I recently read a book called “The Depth: The Evolutionary Origins of the Depression Epidemic“. Here is a summary of the book from Amazon:
Why are we losing the fight against depression? In this groundbreaking work, psychologist Jonathan Rottenberg explains that despite advances in pharmaceutical science, progress has been hampered by our fundamental misunderstanding of depression as a psychological or chemical defect. Instead, Rottenberg introduces a surprising alternative: that depression is a particularly severe outgrowth of our natural capacity for emotion; it is a low mood gone haywire. Drawing on recent developments in the science of mood—and his own harrowing depressive experience as a young adult—Rottenberg explains depression in evolutionary terms, showing how its dark pull arises from adaptations that evolved to help our ancestors ensure their survival.

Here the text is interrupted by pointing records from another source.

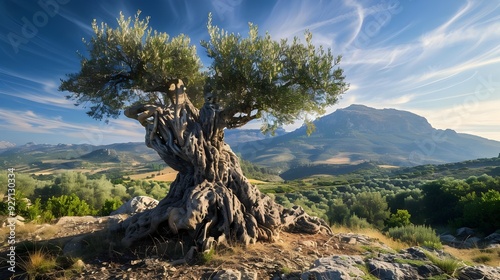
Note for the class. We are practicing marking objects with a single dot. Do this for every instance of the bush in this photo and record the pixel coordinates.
(354, 222)
(416, 236)
(109, 206)
(400, 219)
(68, 205)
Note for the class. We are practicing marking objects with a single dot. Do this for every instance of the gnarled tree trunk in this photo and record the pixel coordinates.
(210, 200)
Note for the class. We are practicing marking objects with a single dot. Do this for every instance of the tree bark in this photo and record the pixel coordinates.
(210, 200)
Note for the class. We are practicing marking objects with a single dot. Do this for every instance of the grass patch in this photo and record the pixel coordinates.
(482, 259)
(448, 264)
(416, 236)
(38, 263)
(490, 256)
(415, 263)
(396, 245)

For a good part of the book the author tried to make a case that mild depression is the same as major depression and if mild depression( reactive depression) is the same as major depression( endogenous depression) then neither is a disease. According to him they both have the same causes, similar symptomatology, and respond to similar treatments, therefore they are the same. This didn’t seem like an air tight argument to me since there are some things that have similar causes, similar symptomatology, respond to similar treatments and yet are different. For example Subictal Mood Disorders (epilepsy) and Bipolar disorder are exacerbated by stress and can display similar symptomology( mood changes) but yet could have different pathology.
Additionally, one person has argued that the term major depression includes too many people who might not necessarily have endogenous depression. What the author should have possibly been comparing is mild depression to melancholic depression in order to make his case. Melancholic is considered by many to be more endogenous in nature than major depression which might include more of the neurotic/reactive variety.
Another argument that he makes is that depression could be evolutionarily favorable. He makes a better argument here except severe depression doesn’t seem to be for the most part evolutionarily favorable. He specifically mentions an experiment where severely depressed people were a better judge of character than controls however this was just one experiment.
The author argues that depression is evolutionarily favorable since it causes people to stop pursuing impossible goals which are causing unnecessary stress. This seems plausible for mild depression which appears to make people more realistic but not so much for severely depressed people since they often have a distorted view of reality.
In conclusion his evolutionary theory in relation to mild depression was quite interesting and gives depression a more positive image but the inclusion of severe depression needs a stronger argument.